L’historienne Stéphanie Sauget dit qu’une maison hantée est » une maison troublée et une maison troublante« .
Le caractère troublé du vaisseau apparait à travers les objets ayant appartenu à l’équipage qui jonchent les couloirs du vaisseau, ainsi que dans le traitement des sas et du couloir menant au moteur dimensionnel. Ils semblent littéralement se refermer sur l’équipage pour le broyer.
Le caractère troublant du vaisseau se manifeste à travers les voix et les visions que ne tardent pas à avoir tous les membres de l’équipage.
Stéphane Sauget attribue la hantise des châteaux au spectre de la Révolution française et de tous ces morts au deuil impossible. Ici aussi il y a des deuils impossibles. Weir, le scientifique n’accepte pas la mort de sa femme et Miller, le commandant, se sent responsable de la mort d’un membre de son équipage dans un incendie.
« Je me sens si seule » « j’attends ». Dans ses visions, Weir voit sa femme lui demander de rester avec elle pour toujours jusqu’au moment où il revit le moment de son suicide et s’excuse de ne pas avoir été assez présent. Elle réplique en lui crevant les yeux.
Les frontières entre vivants et morts s’estompent voir s’inverse. Alors que l’équipage meurt peu à peu le vaisseau s’éveille. « Le vaisseau est vivant » s’exclame Miller et il semble vouloir les conduire dans une dimension infernale où la mort est tout sauf un repos pacifiée.
Weir est attiré par la dimension infernale, cette réalité au-delà de notre réalité que la science ne peut expliquer. Il se mue en savant fou, littéralement aveuglé. « où nous allons nus n’avons pas besoin d’yeux pour voir » explique-t-il au capitaine Miller qui se sacrifie pour permettre aux membres survivants de l’équipage, deux hommes et une femme, de s’échapper.
Mais ce sont-ils vraiment échappé ? La femme survivante est à son tour hantée par des visions qui semblent vouloir la ramener au vaisseau.
L’inspiration des décors viendrait de la cathédrale Notre-Dame (Paris).

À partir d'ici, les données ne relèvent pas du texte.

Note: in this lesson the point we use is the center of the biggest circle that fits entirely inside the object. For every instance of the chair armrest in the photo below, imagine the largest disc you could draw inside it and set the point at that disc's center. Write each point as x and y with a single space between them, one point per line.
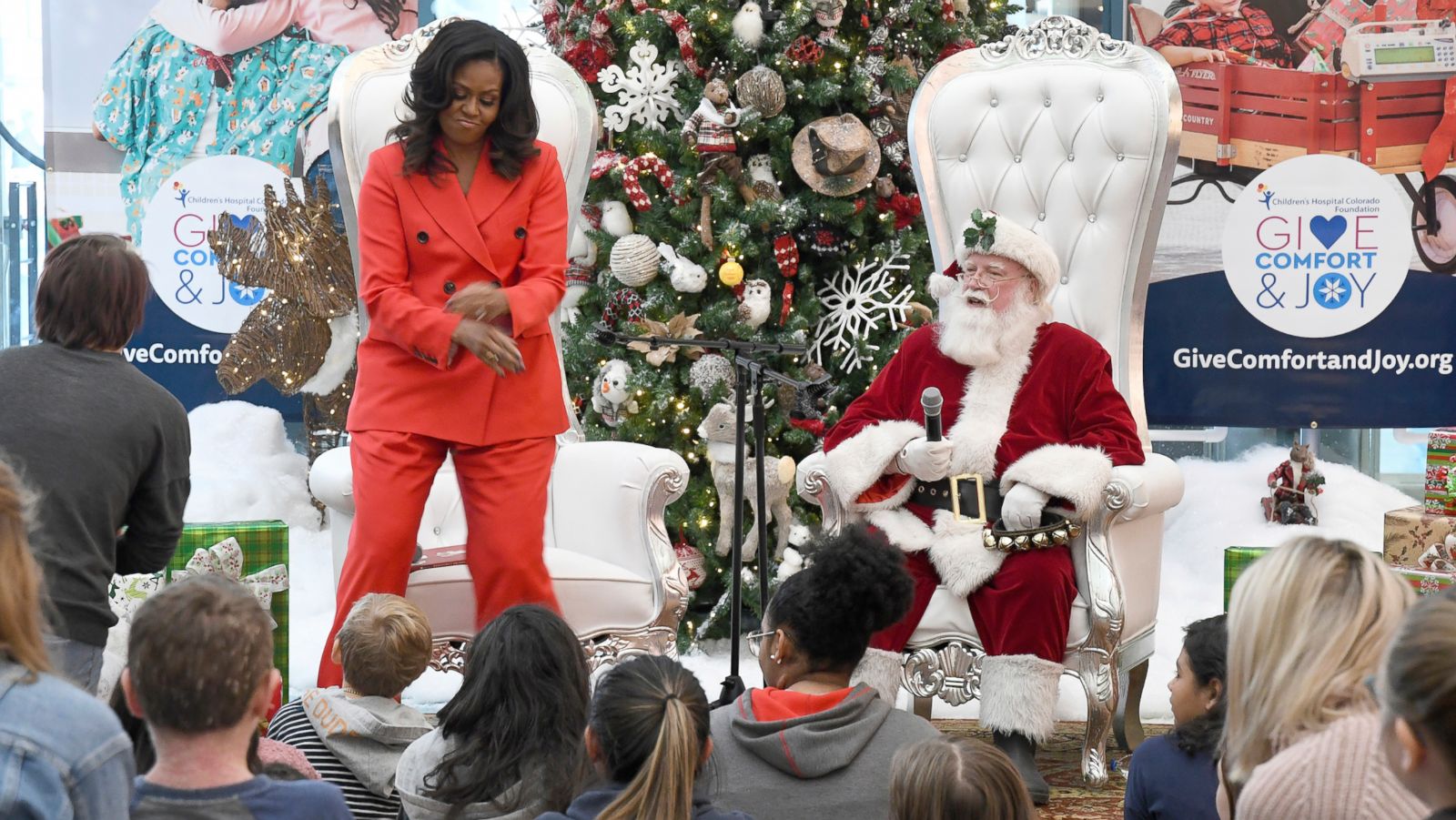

Le religieux est très présent dans le film. Non seulement au travers de la forme en croix du vaisseau mais aussi des une vision de l’enfer comme lieu de damnation et d’altérité radicale. Une altérité qui emprunte à une perspective chrétienne et validiste : des corps difformes, l’infirmité étant le signe d’une culpabilité et la souffrance étant donc méritée (Weir qui n’a pas aidé sa femme par exemple.